Prymas Tysiąclecia doczekał potwierdzenia słuszności obranego kierunku: „Trzeba było poczekać cierpliwie na Boże zwycięstwo. I nadszedł dzień, gdy na placu Zwycięstwa w Warszawie stanął Syn polskiej ziemi, Syn polskiej matki, czciciel Matki Najświętszej - Ojciec Święty Jan Paweł II, Jej niewolnik i sługa (...) Bóg chciał, aby na trudne czasy, na czasy współczesne, Kościół miał nowego rycerza Niepokalanej (...)”. Maryjność Jana Pawła II wybrzmiewa wyraźnie w jego biskupim i papieskim zawołaniu „Totus Tuus ego sum”, które wpisuje się w istotę nabożeństwa szerzonego przez św. Grigniona: „jestem cały Twój, Jezu, i wszystko, co mam, do Ciebie należy przez Maryję”. Warto zapamiętać, iż nabożeństwo proponowane przez świętego Francuza Karol Wojtyła wprowadził do swojego religijnego życia jeszcze w latach młodości. Potwierdzeniem maryjnego ukierunkowania duchowości Jana Pawła II jest imię Matki Bożej zapisane w testamencie Ojca Świętego - to Niepokalana. Poprzez wybór polskiego kardynała na stolicę Piotrową, Kościół prowadzony przez kard. Wyszyńskiego i przeniknięty duchem ojca Maksymiliana, w jakimś stopniu wypromował te treści w Kościele powszechnym. Wymowna staje się postawa nowo wybranego papieża, który składa hołd Prymasowi Tysiąclecia, pozostając z nim w braterskim uścisku... „nie byłoby Papieża Polaka na stolicy Piotrowej bez Ciebie, Prymasie”.

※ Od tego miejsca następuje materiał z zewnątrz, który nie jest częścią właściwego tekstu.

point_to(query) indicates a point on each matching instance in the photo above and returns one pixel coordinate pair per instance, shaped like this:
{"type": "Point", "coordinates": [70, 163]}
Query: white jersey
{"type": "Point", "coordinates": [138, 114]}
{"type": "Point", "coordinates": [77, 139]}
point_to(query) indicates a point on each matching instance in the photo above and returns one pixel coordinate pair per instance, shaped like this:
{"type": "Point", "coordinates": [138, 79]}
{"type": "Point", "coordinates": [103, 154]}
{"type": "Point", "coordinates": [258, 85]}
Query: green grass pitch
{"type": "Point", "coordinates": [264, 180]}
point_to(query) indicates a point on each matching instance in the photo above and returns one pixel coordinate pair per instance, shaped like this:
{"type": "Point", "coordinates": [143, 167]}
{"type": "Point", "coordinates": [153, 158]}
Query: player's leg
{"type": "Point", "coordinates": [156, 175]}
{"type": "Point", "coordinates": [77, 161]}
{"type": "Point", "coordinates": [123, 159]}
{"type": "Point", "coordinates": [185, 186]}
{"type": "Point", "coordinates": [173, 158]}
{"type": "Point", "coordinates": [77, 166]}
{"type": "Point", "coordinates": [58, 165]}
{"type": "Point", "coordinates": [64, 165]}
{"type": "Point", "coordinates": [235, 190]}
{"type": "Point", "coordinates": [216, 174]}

W 1994 r. Papież wyraził słowami ojca Maksymiliana aktualność oraz potrzebę dalszego propagowania maryjnego przesłania: „Oto otwiera się druga karta naszej historii, mianowicie... wprowadzić Niepokalaną do serc ludzkich, aby Ona wystawiła w nich tron Swemu Synowi i doprowadziła je do Jego poznania, zapalając je miłością ku Jego Najświętszemu Sercu”. Dla Ojca Świętego Maksymilian Maria Kolbe jawi się w tym kontekście jako „prorok i znak nowych czasów, czasów cywilizacji miłości”, który trzeba nam „(...) brać w polskie życie (...) [i dzięki niemu] budować przyszłość człowieka, rodziny, narodu”. Wydaje się więc, że rzetelna ocena dzieła Jana Pawła nie może pominąć zasadniczego rysu, jakim jest maryjność Papieża, wyrażająca bogactwo maryjności polskiego katolicyzmu. Wydaje się również, iż w głębszym rozumieniu czasy pontyfikatu można odczytywać jako potwierdzenie pierwszorzędnej roli Maryi jako Matki Kościoła. Czy zatem ostatnie wydarzenia skupiające się wokół odejścia wybitnego Polaka nie są jakąś zapowiedzią „nowego czasu” w Kościele? Podczas ostatniej wizyty w Polsce Jan Paweł II modlił się tymi słowami:
Tobie oddaję wszystkie owoce
mego życia i posługi
Tobie zawierzam losy Kościoła
Tobie polecam mój naród
Tobie ufam
i Tobie raz jeszcze wyznaję:
Totus Tuus, Maria,
Totus Tuus
Amen.
Coraz częściej można się spotkać w mediach z określeniem „pokolenie Jana Pawła II”. Odnosi się ono do ludzi wychowanych na papieskiej nauce, pragnących życia według kryteriów cywilizacji miłości. Fundamentem jej jest nauka i życie Jezusa Chrystusa. Ideały ewangeliczne tworzą osnowę tak rozumianej metody organizacji życia społecznego. Istotnym wkładem polskiego Kościoła w budowanie cywilizacji miłości są dzieła Rycerzy Niepokalanej. Stąd narzuca się pytanie, czy głoszona przez Jana Pawła cywilizacja nie jest swoistą zapowiedzią przybliżającej się ery Niepokalanej.